I understand there's lots of places for peaks to get out of hand, but it seems like you could create the "sound" (density, etc) on each song and element and then use a final peak limiter or safety clipper to control overshoots before hitting the transmitter.
You might say, "levels may be different," but if you're on an automation system using digital files, everything can be easily controlled.
I have a few too many gray hairs, and I learned how to ride gain, do production booth work, and adjust peak limiters and compressors back in the days of TUBES. When it comes to adjusting today's digital, integrated-circuit devices, I am a bit of a neophyte and a whole lot puzzled.

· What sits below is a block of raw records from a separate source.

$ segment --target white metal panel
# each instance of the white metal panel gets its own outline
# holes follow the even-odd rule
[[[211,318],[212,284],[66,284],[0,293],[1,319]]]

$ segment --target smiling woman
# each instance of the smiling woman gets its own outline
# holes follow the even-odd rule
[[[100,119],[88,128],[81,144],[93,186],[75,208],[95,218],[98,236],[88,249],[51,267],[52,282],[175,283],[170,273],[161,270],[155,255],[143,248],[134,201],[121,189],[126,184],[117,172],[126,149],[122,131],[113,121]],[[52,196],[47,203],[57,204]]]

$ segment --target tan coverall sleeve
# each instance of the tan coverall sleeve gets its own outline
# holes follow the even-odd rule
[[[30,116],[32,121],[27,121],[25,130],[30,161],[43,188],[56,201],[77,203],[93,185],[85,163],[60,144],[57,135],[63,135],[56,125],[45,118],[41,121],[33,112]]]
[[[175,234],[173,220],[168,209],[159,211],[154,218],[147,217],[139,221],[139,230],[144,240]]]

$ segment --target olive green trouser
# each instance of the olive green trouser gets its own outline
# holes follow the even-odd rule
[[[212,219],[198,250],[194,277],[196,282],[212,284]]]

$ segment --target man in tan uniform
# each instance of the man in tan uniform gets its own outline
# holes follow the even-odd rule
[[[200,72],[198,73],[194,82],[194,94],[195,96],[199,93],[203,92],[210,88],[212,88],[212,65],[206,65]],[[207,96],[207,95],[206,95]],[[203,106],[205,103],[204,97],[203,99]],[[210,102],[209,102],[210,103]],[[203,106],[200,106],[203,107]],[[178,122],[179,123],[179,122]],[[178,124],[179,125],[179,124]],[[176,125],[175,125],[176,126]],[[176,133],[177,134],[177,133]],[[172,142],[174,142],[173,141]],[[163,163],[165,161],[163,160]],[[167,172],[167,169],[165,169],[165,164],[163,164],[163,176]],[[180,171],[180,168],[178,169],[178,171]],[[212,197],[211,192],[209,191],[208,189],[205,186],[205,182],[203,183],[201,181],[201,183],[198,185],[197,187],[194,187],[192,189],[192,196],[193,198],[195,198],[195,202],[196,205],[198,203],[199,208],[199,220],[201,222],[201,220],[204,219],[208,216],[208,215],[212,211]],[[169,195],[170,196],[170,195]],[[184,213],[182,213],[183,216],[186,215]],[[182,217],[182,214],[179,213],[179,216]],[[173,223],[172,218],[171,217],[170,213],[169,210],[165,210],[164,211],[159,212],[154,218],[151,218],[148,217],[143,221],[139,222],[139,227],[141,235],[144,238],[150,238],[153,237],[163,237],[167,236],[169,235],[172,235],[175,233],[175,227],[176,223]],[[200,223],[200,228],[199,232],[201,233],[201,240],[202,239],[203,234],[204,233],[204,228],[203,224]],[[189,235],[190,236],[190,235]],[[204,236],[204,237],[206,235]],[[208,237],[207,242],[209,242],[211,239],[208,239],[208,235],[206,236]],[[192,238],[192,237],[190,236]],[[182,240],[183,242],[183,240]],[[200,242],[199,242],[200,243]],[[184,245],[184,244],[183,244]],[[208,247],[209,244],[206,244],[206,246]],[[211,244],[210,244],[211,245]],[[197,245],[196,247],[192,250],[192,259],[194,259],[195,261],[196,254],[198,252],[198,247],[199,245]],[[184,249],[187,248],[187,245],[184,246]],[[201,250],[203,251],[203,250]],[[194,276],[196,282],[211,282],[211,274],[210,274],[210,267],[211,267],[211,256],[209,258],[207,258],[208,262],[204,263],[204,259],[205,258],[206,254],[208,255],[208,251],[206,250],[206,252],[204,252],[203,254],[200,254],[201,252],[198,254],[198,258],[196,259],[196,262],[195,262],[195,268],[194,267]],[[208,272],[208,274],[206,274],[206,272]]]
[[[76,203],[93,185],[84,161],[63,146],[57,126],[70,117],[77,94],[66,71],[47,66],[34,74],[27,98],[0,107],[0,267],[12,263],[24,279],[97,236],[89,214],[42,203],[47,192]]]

Unless you have big, big budgets for really sophisticated hardware, once you get your production room devices adjusted to deal with a track and create something that will have the "aura" of being about the same volume and consistency of the material around it, you need for ALL the tracks you want to feed into your "now preset device" to start out at somewhere the same average volume as you original track you were working with when you created the pre-sets.
I edit recordings of the happenings in a house of worship... to put on CD and to stream on the web. Done right it takes me a time-ratio of SIX TO ONE to complete the task. A one hour lecture by a professor takes SIX HOURS to edit and compress and burn to disc.
How many people working on the production booth a radio stations today have that kind of time luxury?